Bij hoge omzet osteopathie, ondergeschikt hyperparathyroïdie/ bijschildklier hyperfunctie (hormoon van de bijschildklieren niveau ↑, calcium niveau ↓) aanwezig is. Hypocalciëmie (calciumtekort) is het gevolg van verstoringen van het vitamine D- en fosfaatmetabolisme:

  • Verminderde nierfunctie ("nier-verwant") calcitriol (vitamine D3) vorming leidt tot een afname van nier- en darm (“darm-verwant") calcium absorptie​ Bovendien is de remmende werking van calcitriol on hormoon van de bijschildklieren secretie (uitscheiding van bijschildklierhormoon) wordt weggelaten.
  • fosfaat retentie leidt tot hyperfosfatemie (overmaat fosfaat), wat op zijn beurt de renale activering van vitamine D3 remt.
  • De afname van serum calcium niveaus (geïoniseerd calcium) veroorzaakt een toename van PTH. Bij de niertubulus leidt dit tot reabsorptie van calcium en remming van fosfaat en reabsorptie van bicarbonaat. Aan het bot stimuleert PTH osteoclasten ("botafbrekende cellen") en dus botresorptie (botresorptie).
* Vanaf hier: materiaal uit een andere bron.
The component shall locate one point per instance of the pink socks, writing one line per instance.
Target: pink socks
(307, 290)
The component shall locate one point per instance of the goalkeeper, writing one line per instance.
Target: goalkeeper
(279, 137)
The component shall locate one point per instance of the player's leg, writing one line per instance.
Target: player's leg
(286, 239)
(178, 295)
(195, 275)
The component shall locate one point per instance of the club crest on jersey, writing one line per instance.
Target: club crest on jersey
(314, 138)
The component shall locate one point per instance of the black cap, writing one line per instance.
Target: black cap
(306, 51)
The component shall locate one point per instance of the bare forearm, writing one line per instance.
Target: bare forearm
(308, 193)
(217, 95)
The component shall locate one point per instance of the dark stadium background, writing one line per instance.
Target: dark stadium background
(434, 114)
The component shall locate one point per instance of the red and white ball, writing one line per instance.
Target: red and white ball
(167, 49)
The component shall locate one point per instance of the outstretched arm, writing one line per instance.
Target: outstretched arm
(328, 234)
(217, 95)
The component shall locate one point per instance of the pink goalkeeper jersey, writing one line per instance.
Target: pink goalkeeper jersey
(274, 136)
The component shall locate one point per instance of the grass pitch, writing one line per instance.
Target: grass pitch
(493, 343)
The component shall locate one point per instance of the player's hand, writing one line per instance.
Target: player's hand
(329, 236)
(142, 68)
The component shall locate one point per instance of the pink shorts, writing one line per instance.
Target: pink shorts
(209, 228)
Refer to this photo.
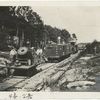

Lage omzet osteopathie komt voornamelijk voor in dialyse patiënten. Er zijn overwegend aluminium overbelasting (door aluminium veroorzaakte osteopathie) en / of relatieve hypoparathyreoïdie / parathyreoïdie (adynamische botziekte).

Etiologie (oorzaken)

Ziektegerelateerde oorzaken.

Urogenitaal systeem (nieren, urineweg-genitale organen) (N00-N99).